Sehr wichtig ist zu verstehen, dass eine Brille mit Gleitsichtgläsern eine sehr komplexe Angelegenheit ist. Es ist
viel wichtiger, dass alle Werte präzise Vermessen wurde, der Bedarf und die Gewohnheiten ermittelt wurden, und alles auch entsprechend gefertigt wurde. Die reine Qualität des Gleitsichtglases kommt erst danach, und zwar deutlich.
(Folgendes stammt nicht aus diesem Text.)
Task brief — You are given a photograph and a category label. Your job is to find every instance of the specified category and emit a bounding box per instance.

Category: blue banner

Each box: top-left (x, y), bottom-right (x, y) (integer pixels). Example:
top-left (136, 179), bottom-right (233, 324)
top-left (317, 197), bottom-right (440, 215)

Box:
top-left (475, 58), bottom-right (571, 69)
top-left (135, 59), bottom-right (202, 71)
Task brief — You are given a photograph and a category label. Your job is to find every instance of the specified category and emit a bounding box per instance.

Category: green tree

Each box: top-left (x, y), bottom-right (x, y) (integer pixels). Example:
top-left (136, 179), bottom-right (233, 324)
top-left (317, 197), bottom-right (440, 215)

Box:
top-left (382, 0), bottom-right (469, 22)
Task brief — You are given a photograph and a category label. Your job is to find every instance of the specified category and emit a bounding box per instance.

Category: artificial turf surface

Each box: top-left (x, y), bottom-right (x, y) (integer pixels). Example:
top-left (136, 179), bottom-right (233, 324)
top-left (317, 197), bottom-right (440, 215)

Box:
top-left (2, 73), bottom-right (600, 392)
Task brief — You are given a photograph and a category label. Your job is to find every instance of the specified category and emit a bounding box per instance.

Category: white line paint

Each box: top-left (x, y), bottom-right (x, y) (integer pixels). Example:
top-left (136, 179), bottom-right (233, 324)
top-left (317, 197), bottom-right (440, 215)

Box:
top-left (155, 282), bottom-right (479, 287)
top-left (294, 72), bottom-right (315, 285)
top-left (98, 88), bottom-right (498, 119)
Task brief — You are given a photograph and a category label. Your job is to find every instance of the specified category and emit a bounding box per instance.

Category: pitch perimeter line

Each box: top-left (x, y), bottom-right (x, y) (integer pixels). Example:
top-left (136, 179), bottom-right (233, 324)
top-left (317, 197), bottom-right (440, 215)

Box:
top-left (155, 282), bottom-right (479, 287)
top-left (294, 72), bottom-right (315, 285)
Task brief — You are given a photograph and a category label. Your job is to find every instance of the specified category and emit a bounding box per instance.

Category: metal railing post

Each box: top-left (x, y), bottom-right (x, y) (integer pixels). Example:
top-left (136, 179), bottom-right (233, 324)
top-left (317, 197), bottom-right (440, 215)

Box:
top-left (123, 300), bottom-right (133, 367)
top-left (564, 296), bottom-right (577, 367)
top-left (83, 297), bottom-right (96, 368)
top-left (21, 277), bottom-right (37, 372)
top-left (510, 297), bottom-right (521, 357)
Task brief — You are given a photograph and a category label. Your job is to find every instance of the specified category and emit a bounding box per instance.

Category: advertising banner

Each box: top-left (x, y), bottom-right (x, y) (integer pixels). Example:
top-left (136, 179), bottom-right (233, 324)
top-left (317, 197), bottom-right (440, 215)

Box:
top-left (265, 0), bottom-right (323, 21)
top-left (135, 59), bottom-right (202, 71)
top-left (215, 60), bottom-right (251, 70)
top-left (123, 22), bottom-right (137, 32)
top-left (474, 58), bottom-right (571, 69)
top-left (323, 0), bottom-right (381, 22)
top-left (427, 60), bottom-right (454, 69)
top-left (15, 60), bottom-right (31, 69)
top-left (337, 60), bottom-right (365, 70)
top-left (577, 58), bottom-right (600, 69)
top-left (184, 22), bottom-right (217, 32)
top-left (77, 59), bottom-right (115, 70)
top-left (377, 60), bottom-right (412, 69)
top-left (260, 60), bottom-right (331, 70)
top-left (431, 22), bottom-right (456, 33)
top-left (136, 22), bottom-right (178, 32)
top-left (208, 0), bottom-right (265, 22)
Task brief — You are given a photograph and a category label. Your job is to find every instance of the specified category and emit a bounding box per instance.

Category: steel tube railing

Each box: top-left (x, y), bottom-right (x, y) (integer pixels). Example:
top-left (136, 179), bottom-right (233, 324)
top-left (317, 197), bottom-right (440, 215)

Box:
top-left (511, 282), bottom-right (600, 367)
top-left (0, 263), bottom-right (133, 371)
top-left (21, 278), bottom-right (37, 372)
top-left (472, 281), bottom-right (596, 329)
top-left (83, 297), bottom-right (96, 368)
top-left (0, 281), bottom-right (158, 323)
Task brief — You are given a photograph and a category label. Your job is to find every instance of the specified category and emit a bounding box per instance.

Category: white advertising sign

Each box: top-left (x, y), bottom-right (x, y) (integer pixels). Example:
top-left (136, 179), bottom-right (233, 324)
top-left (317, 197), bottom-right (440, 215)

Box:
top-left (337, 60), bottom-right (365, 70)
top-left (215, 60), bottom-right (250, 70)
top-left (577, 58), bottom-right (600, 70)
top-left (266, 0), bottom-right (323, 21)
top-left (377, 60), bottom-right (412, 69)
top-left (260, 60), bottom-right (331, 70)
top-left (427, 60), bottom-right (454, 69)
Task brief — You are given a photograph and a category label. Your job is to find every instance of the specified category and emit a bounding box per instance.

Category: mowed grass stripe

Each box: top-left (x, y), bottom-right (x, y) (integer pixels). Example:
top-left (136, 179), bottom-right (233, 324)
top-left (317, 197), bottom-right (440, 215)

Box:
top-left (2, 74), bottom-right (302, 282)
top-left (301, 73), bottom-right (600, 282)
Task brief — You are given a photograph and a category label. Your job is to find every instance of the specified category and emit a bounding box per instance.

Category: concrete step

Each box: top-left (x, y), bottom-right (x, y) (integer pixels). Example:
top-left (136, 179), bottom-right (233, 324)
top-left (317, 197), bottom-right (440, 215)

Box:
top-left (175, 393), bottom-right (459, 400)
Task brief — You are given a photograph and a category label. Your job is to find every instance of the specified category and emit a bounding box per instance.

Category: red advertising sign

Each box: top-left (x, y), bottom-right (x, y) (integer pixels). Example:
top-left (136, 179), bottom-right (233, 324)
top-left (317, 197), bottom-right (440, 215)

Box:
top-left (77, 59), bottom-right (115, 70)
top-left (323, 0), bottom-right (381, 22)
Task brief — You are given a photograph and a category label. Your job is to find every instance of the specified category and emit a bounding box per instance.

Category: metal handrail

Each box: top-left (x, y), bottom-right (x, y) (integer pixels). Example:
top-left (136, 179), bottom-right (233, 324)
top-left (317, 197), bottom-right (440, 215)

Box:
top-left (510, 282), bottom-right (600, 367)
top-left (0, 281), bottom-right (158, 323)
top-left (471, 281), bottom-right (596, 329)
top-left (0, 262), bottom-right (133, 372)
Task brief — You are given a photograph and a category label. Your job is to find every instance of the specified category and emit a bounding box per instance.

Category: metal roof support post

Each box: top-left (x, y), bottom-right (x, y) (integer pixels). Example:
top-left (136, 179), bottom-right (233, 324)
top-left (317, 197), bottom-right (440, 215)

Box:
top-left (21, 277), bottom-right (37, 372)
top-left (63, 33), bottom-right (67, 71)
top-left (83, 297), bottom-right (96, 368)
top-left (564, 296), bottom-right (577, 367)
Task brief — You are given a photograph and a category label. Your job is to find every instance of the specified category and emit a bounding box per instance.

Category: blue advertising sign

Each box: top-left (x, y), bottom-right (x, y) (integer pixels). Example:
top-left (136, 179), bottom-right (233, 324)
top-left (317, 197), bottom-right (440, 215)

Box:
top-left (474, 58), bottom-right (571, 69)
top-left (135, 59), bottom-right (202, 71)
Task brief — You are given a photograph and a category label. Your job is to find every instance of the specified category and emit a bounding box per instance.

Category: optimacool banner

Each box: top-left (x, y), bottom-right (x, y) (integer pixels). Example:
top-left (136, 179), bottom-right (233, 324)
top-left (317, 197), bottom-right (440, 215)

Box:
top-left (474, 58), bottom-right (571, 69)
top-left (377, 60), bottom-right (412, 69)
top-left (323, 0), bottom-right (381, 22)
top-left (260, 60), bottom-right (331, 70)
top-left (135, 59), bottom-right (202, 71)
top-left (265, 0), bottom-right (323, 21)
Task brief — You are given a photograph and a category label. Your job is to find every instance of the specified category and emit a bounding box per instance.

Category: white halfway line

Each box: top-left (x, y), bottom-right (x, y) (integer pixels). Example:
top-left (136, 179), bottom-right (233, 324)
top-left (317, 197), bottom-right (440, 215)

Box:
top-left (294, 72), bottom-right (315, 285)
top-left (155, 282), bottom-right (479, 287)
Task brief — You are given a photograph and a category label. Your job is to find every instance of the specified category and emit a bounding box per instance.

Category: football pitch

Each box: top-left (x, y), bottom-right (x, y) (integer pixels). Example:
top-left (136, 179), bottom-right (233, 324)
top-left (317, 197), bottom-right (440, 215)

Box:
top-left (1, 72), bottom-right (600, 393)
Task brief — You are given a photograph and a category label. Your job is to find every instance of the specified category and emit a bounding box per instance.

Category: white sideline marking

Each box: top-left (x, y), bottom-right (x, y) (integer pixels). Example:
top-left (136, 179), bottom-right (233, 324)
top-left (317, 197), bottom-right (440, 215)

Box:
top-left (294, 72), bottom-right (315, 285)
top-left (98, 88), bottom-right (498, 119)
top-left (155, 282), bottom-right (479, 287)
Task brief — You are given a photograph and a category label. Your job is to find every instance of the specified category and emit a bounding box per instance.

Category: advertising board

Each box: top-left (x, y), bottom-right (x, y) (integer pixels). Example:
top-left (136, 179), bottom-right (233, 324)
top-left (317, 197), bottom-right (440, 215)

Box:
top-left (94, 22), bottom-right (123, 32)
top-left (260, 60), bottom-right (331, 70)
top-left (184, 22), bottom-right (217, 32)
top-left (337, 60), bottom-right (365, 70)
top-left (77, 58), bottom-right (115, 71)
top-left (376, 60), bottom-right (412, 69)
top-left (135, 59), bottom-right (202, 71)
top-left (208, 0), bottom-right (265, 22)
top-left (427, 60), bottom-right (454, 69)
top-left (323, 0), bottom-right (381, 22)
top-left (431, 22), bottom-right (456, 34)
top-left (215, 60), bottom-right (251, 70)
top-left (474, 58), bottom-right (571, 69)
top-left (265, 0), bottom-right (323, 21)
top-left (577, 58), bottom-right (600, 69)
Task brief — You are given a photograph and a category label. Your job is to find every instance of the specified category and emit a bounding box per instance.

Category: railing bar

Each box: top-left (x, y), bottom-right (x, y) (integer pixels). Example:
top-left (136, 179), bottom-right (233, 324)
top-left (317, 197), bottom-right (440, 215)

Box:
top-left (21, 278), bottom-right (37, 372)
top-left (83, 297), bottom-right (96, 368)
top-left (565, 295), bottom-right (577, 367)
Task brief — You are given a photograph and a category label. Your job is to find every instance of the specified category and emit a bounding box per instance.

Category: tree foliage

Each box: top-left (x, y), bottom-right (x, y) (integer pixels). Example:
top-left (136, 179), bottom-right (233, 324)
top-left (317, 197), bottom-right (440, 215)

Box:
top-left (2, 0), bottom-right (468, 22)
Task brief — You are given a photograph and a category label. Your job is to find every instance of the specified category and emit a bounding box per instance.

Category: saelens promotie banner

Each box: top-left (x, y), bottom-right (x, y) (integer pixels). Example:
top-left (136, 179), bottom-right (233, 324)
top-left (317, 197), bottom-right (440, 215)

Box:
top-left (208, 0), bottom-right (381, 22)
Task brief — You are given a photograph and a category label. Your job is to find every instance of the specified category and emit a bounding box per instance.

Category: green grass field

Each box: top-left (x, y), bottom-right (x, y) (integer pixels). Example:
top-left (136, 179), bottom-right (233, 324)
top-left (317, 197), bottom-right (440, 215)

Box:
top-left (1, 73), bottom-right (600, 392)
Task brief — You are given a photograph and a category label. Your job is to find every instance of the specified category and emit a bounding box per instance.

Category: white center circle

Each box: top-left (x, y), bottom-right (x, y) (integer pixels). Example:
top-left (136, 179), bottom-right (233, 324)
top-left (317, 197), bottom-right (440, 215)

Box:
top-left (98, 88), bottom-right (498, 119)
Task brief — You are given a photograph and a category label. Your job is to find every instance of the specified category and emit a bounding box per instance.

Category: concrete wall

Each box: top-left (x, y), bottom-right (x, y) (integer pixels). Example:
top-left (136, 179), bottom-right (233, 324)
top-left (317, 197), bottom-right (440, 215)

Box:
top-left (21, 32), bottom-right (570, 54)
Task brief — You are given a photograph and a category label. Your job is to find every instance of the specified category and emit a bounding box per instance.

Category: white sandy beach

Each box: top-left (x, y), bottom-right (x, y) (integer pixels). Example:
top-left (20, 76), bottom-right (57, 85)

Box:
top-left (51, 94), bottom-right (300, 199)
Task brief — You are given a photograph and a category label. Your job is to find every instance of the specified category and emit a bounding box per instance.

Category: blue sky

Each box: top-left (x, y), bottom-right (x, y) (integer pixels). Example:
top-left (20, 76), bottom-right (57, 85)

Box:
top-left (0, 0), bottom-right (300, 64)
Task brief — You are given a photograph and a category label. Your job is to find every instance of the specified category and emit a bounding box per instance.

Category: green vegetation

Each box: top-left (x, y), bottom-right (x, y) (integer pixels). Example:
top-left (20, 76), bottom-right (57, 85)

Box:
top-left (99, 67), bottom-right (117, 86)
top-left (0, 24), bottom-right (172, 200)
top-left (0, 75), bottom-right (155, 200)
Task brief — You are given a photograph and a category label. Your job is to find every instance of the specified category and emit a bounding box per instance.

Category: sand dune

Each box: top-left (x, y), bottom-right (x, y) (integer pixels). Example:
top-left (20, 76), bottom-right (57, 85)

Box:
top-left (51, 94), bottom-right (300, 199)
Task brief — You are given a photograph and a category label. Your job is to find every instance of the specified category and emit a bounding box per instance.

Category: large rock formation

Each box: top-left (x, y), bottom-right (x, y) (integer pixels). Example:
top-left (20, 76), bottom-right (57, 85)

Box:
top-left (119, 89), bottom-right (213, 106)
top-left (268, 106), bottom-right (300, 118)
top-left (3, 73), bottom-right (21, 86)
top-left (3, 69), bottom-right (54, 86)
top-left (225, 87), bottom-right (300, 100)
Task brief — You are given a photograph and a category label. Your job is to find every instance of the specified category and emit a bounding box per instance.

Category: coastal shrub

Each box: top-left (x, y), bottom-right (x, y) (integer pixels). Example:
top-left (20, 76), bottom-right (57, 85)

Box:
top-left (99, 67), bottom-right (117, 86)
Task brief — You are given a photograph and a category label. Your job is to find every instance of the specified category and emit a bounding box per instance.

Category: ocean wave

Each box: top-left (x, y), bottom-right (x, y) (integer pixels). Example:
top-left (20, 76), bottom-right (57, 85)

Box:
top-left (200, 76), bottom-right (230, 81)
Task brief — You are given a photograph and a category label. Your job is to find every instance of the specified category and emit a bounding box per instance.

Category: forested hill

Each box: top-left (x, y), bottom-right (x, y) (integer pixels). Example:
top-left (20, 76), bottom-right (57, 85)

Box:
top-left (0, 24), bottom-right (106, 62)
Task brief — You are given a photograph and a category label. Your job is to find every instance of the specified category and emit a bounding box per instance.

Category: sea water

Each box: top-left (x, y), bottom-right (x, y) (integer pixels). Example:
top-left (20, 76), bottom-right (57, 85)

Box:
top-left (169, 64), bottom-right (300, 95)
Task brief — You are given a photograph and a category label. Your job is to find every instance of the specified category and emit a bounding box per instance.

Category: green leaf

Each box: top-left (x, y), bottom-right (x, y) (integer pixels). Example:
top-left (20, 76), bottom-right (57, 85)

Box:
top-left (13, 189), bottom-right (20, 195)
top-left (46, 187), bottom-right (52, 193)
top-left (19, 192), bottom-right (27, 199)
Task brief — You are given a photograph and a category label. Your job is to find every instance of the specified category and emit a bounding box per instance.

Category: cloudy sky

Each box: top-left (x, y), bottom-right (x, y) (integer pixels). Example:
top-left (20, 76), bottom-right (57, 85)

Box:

Ich habe häufiger Neukunden, die sehr unzufrieden von einem Billigheimer ein paar Häuser weiter zu mir kommen, und prinzipiell überhaupt nicht mit Gleitsicht zurecht kamen, und das auch nicht mehr wollen. Sie hätten ja das allerbeste Glas gehabt, und das auch überhaupt nur genommen weil es so ein Super-Sonderangebot war. Nach etwas Überzeugungsarbeit darf ich dann unverbindlich eine neue Gleitsichtbrille fertigen, mit vermeintlich "schlechteren" Gläsern der unteren Mittelklasse. Und siehe da - es funktioniert. Und unverbindlich kann ich es deswegen machen, weil ich max. 2-3 mal im Jahr eine Gleitsichtbrille wegen Unverträglichkeit zurück nehme. Nicht weil ich so ein supertoller Optiker bin, sondern weil Gleitsichtgläser heute durch die Bank relativ gut sind,
wenn man alles richtig gemacht hat.
In sehr vielen Fällen würde man auch so gut wie keinen Unterschied zwischen einem Gleitsichtglas der Kategorie Nr. 2 und Nr. 4 erkennen. Im Umkehrschluss kann man bei Kategorie 4 auch maximal viel falsch machen, durch die Komplexität der Ermittlung und Anpassung. Hier können gerne 2-3 Std. ins Land gehen, und erfordern eine fachlich Ausgebildete und regelmäßig geschulte Kraft. Wenns beim Optiker so läuft: "Kaufen sie das Beste, is eh grad so billig.." und es geht damit weder die notwendige Bedarfsermittlung noch eine nachfolgede Ermittlung aller benötigten Daten einher, Finger weg.